In the past 10 years there has been an explosion in our understanding of genetics in human disease. In particular, there is a greater appreciation of how even very small differences in a person’s genetic make-up can lead to changes in the risk of an individual suffering from a particular disease.
This understanding has come as a direct result of the human genome project, which was a worldwide effort to crack the entire human genetic code. This code breaking exercise has led to a revolution in understanding of genetic diseases in man. Virtually every day researchers are identifying major medical breakthroughs, which are occurring as a direct consequence of the genome project.

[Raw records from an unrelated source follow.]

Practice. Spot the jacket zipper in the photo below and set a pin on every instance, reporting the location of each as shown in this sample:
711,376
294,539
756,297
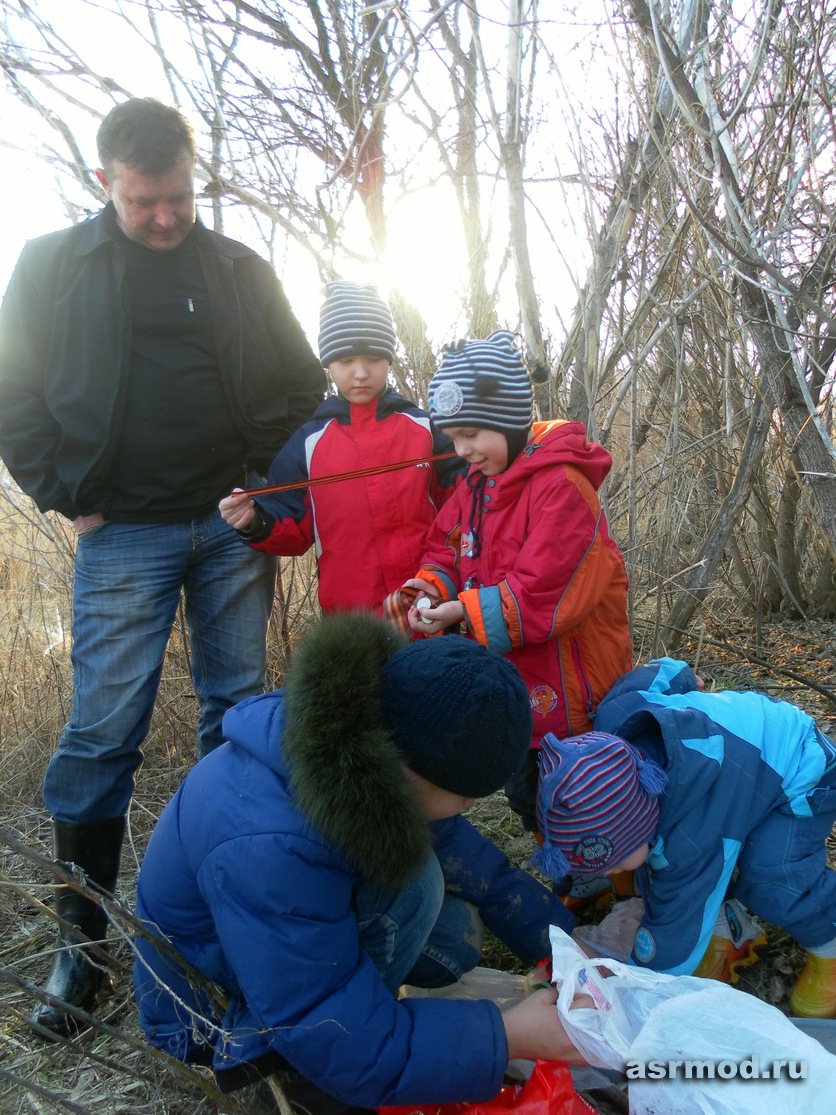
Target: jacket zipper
582,675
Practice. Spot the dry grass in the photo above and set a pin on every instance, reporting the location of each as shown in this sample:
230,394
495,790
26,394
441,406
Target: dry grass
109,1069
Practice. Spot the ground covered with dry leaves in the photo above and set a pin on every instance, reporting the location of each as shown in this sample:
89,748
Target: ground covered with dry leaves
109,1069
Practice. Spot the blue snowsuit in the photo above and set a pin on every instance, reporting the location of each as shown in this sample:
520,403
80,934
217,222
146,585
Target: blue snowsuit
751,784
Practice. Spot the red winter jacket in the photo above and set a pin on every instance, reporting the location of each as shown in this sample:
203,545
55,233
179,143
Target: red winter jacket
547,587
369,532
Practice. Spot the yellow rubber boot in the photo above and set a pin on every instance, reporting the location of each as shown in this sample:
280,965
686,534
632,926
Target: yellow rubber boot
814,995
736,946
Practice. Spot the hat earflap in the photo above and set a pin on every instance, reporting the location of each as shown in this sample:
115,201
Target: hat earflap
550,861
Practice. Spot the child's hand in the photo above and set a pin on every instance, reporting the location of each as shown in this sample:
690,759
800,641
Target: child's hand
429,620
236,510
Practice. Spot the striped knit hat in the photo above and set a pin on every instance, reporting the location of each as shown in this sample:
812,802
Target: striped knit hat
485,385
355,320
598,802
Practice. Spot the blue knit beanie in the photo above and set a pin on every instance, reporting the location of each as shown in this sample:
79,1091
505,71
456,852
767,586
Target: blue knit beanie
485,385
355,320
598,802
458,713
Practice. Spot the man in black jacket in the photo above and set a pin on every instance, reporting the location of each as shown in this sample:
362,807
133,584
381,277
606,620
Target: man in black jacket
147,366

For more than a century, genetic diseases have been identified in both humans and animals. It has been appreciated for a long time how some serious diseases can occur when an individual inherits a certain gene from their parents. These types of genetic disease are fortunately very rare in the horse.
An example of such a disease is combined immunodeficiency (CID), which occurs in Arabian horses:
The parents will be normal since they each carry only one copy of the gene. An affected foal inherits two “bad” genes and consequently a lethal inability to fight infection, and will die within the first few months of life.
How common this disease is in the UK is uncertain, but experience suggests that Arabian horses in the UK may be affected less than in some other countries. There are now genetic tests available, and it is possible to screen breeding animals to identify carriers. Ultimately, it should be possible to decrease the incidence of this disease and potentially eradicate it entirely by such an approach.
Causes of CID
The human genome project, which has allowed understanding of genetics in man to reach its current advanced state, was a vast multi-national project that cost a huge amount of money.
While some human data can be applied to the horse, there is much basic work still to be done before we can really identify the role of complex genetics in horse diseases.
By its very nature, such research is expensive and requires collaboration. Currently, there is work going on worldwide into the role of complex genetics in the horse, but compared with the scale of the human project the total effort is miniscule, so progress is never going to be speedy.
Ultimately, it is likely that we will have a variety of genetic tests to identify animals of either decreased or increased risk of suffering from a particular condition.
The question of whether such knowledge would be useful to the equine industry has still to be answered.
But one of the most interesting and controversial areas where complex genetic analysis may play a role is in identifying animals which could perform better. It may not be useful to know that a horse has a somewhat decreased risk of suffering from a particular disease.
However in competition, where small improvements may be enough to win, identification of complex genetic traits that improve performance by even a fraction could endow huge advantages to those interested in selecting competition horses.
This type of work is very new and is bound to create debate, but in the future such tests may become available.
There is no doubt that over the next decade there will be major advances in the analysis of complex genetic traits in the horse. Then the debate can start in earnest about how we can use this technology for the benefit of the horse.